Few-Shot Prompting, RAG and Agents

 

Summary

In this post, I explore my Kaggle notebook “Few‑Shot Prompting, RAG and Agents,” which demonstrates how to build a context‑aware conversational agent by combining three advanced AI techniques: few‑shot prompting to guide the LLM with in‑prompt examples, Retrieval‑Augmented Generation (RAG) to ground outputs in externally retrieved documents, and agent orchestration via LangGraph to manage a multi‑step workflow. The notebook ingests domain texts, embeds chunks with Google’s embeddings API, indexes them in a FAISS vector store, constructs dynamic prompts using LangChain’s ChatPromptTemplate and few‑shot templates, and finally wires everything together into a runnable graph that can decide when to retrieve context and when to generate answers.


1. Few‑Shot Prompting

Few‑shot prompting involves providing a handful of example input–output pairs directly in the prompt to steer the model’s behavior on new queries. By conditioning the LLM with 3–7 demonstrations, you can dramatically improve performance on specialized tasks without fine‑tuning. In the notebook, I curate exemplar Q&A exchanges that illustrate the desired style and structure, then merge them at inference time using LangChain’s few‑shot prompt templates. This approach sits between zero‑shot prompting—where no examples are given—and traditional fine‑tuning, offering a cost‑effective path to high‑quality outputs.

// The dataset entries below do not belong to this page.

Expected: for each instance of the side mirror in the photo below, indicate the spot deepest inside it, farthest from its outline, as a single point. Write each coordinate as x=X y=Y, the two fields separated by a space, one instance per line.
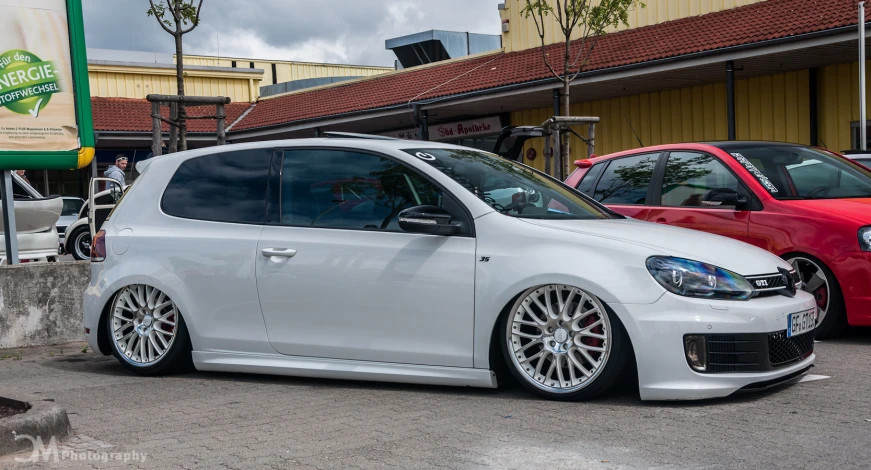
x=726 y=197
x=427 y=219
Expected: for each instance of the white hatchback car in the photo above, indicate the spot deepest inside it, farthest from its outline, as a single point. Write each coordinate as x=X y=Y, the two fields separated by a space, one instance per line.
x=392 y=260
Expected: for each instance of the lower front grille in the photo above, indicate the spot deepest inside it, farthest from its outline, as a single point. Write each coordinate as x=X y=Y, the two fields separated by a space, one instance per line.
x=783 y=351
x=756 y=352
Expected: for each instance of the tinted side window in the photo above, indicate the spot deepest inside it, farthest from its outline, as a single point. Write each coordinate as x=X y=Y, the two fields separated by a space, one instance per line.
x=626 y=180
x=349 y=190
x=223 y=187
x=589 y=179
x=693 y=179
x=18 y=191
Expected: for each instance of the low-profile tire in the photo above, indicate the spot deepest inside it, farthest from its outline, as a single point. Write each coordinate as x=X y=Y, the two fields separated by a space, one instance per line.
x=79 y=243
x=147 y=332
x=564 y=344
x=818 y=280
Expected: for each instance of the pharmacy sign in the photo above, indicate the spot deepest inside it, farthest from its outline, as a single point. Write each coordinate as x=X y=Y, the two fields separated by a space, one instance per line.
x=45 y=112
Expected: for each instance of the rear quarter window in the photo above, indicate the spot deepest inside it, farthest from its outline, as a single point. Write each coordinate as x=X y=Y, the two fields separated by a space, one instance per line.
x=588 y=182
x=221 y=187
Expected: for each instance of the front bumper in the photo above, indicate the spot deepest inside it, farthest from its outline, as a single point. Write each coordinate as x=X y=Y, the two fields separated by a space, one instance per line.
x=657 y=331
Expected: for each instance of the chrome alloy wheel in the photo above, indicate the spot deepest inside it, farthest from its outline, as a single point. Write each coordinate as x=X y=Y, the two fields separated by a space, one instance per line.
x=560 y=337
x=143 y=324
x=815 y=283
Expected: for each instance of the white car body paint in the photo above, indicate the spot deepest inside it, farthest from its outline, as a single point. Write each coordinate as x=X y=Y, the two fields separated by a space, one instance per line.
x=425 y=305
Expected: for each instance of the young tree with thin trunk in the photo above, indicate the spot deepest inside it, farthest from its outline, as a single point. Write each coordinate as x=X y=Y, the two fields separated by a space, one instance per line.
x=588 y=18
x=178 y=17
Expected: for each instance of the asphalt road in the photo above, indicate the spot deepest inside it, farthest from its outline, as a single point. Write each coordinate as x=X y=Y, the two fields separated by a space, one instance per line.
x=206 y=420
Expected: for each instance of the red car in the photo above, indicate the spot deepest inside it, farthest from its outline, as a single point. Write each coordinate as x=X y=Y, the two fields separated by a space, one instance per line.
x=807 y=205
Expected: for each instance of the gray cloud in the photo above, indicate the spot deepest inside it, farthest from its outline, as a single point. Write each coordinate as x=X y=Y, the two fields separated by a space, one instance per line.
x=308 y=30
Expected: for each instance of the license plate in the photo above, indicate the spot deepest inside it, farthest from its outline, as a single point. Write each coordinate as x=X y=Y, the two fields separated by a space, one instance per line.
x=800 y=323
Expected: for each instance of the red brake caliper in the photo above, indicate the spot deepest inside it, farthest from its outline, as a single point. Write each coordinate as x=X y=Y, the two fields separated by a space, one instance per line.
x=598 y=330
x=822 y=296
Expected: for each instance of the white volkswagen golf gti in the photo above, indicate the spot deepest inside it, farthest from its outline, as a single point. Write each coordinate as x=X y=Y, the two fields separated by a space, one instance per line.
x=418 y=262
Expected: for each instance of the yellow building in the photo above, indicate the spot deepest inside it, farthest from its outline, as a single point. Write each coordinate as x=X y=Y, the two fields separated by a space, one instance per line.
x=129 y=74
x=519 y=31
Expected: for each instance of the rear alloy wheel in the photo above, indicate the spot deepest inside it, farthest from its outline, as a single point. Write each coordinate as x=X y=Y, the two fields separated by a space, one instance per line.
x=819 y=281
x=147 y=331
x=563 y=343
x=80 y=243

2. Retrieval‑Augmented Generation (RAG)

RAG enhances generation by first retrieving relevant passages from a document corpus and then augmenting the prompt with those passages before invoking the LLM. This grounds responses in factual context and reduces hallucinations. In my notebook, I use Google’s generative embeddings to vectorize text chunks and index them in a FAISS store for efficient similarity search. At query time, the top‑k passages are concatenated into the prompt, ensuring that the model has access to the most pertinent information.RAG augments generation by first retrieving relevant passages from an external knowledge source via vector similarity search, then appending those passages to the prompt before invoking the LLM.This approach grounds the model’s output in factual context, reduces hallucinations, and allows handling documents longer than the model’s token limit Medium.

2.1. Semantic Embeddings Generation

Text chunks are embedded using Google’s generative AI embeddings (GoogleGenerativeAIEmbeddings) to capture semantic meaning in high‑dimensional vectors.
These embeddings enable efficient retrieval of semantically similar documents based on user queries.

2.2. Vector Store & Similarity Search

Embeddings are indexed in a FAISS vector store for approximate nearest‑neighbor search, providing sub‑millisecond retrieval of top‑k relevant passages.
FAISS, developed by Meta AI, is highly optimized for large‑scale similarity search and clustering of dense vectors Wikipedia.

2.3. Prompt Templating with LangChain

The notebook uses ChatPromptTemplate from LangChain to define flexible chat prompts, inserting context and user questions into a templated system message.
This abstraction makes it easy to maintain and update prompt structure across experiments.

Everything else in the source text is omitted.